The numbers are not honest at all guides you on how to eat, take medicine, see a doctor, and read

Mondo Education Updated on 2024-01-30

Southern Network News (Reporter Zhu Qilin) A few days ago, Kyushu Publishing House published a popular science book "Numbers Are Not Honest at All: Seeing Through the Data Mystery in Complex Information".

A large number of statistical data in daily life, such as proportion, prevalence, risk value, etc., a large number of explicit or implicit numbers may distort the truth due to misreading or misuse, and "statistical awareness" is indispensable to understand them and make reasonable judgments. This book helps readers understand 22 common mistakes and tricks in numbers, which appear in many situations such as the speed and importance of evaluation, accuracy and ranking, what deviations may occur in the process of collecting and expressing various numbers, and what misleading beliefs such as "watching the screen before going to bed will kill people", and what guidelines should be followed to be responsible for trustworthy statistical work.

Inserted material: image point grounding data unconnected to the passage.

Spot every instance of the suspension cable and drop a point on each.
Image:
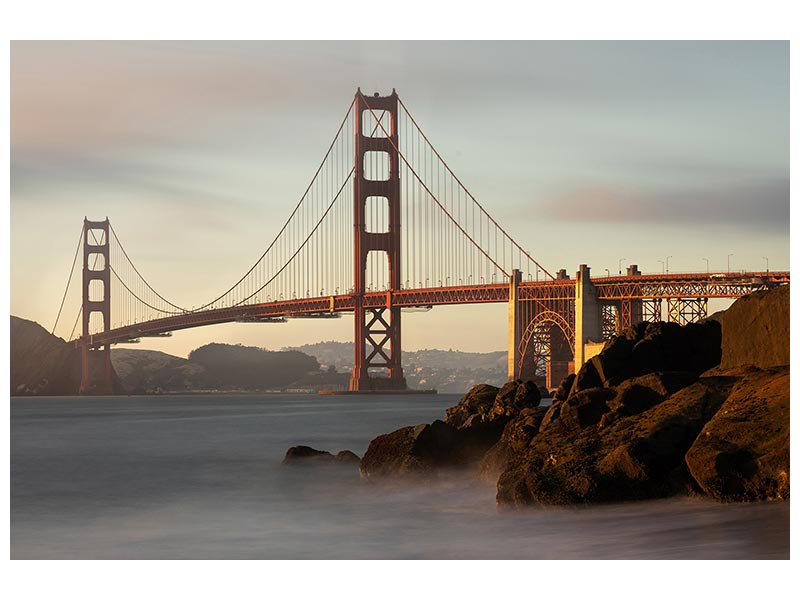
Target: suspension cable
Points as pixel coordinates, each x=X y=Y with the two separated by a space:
x=69 y=281
x=483 y=210
x=286 y=224
x=308 y=237
x=150 y=287
x=435 y=199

About the Author. Tom Chivers is a science writer who has worked for The Telegraph, Buzzfeed and others** before freelancing since 2018. In 2018, he won the Royal Statistical Society's "Journalism 'Statistical' Merit Award". In 2017, he won the American Psychological Association (APA)** Award, and was shortlisted for the British Science Author Award and the British Science Writing Journalism Award.

D**id Chivers is an associate professor of economics at Durham University Business School and a former lecturer at the University of Oxford. He has been published in many excellent academic journals. Areas of study include inequality, growth, and development, among others.

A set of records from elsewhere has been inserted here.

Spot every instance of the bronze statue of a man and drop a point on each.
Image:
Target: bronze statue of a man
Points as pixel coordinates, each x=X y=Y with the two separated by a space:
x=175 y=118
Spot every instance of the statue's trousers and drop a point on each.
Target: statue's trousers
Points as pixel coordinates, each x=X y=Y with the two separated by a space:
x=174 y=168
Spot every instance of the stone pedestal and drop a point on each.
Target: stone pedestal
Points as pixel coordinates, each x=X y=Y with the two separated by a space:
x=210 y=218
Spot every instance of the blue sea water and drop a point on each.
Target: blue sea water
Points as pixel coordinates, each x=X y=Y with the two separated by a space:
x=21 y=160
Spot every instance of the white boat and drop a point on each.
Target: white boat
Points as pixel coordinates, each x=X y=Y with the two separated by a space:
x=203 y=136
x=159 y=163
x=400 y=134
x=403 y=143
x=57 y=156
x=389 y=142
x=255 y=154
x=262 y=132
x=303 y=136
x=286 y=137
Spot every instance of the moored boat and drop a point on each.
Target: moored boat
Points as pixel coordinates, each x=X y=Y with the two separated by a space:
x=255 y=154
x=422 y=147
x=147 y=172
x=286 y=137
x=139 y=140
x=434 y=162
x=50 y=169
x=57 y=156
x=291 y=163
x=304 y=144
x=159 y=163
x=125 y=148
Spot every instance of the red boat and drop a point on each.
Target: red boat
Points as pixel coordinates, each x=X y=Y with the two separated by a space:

Wonderful book excerpts. Numbers can also misleading.

While it's easy to lie with statistics, it's easier to lie when you don't. — or from the statistician Frederick Mosteller

The coronavirus disease has taught the world a costly crash course in statistical concepts. People suddenly find themselves having to understand what an exponential curve is, infection fatality versus case fatality rates, false positives vs. false negatives, uncertainty intervals. Some of these concepts are obviously complex, but even those that feel like they should be simple – such as the number of people who have died from the virus – are actually difficult to grasp. In this chapter, we'll look at how a seemingly straightforward number can be unexpectedly misleading.

In the beginning, one number that all of us had to figure out was the "r-value". In December 2019, it was likely that no two out of 50 people knew what the r-value was, but by the end of March 2020, mainstream news reports had barely explained the r-value. However, because the numbers can go wrong in subtle ways, the reader is kindly informed of the change in the r-value, which ultimately leads to misunderstandings.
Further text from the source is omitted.